Tis_Bearself
Patron
With all due respect, that’s not the conclusion I drew from the last thread you started.This thread is s very interesting. I recently started a thread asking how much authority do forum members give a parish priest. Since “go ask your priest” is a common answer on here. Mostly, with a few exceptions, posters willingly give incredible amounts of authority to a priest.
You seem to have some unusual ideas regarding priestly authority. I would suggest you please try to approach the subject a bit more open-mindedly and not keep asserting that vast numbers of Catholics give all sorts of authority to their priests, which is not borne out by either the responses on here or the way most Catholics outside of this forum (which is hardly a representative group) act.

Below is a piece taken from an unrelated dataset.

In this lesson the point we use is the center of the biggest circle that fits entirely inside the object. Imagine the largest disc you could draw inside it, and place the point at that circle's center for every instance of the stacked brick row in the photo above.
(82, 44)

As for family members having spiritual authority, parents have authority, spiritual and otherwise, over their children until they become adults. Once the child is an adult, neither parent has authority over the child, spiritual or otherwise, any more.
In Catholic marriages, the Church does not teach that one spouse has “authority” over the other, spiritual or otherwise. Marriage is an equal partnership. This is Church teaching.
I would have been rather in a pickle if my husband had spiritual “authority” over me; he wasn’t Catholic.
Likewise, the idea of a 50-year-old single adult daughter still being under her father’s authority in the modern world, where women have rights and ability to look after themselves, is laughable. My father has been dead for decades anyway, and I have no other close adult male relatives living. I’d have to be under the spiritual authority of a younger male in-law, who is likewise not Catholic and given his personality and place in life, would probably be daunted at exercising “authority” over me. Silliness.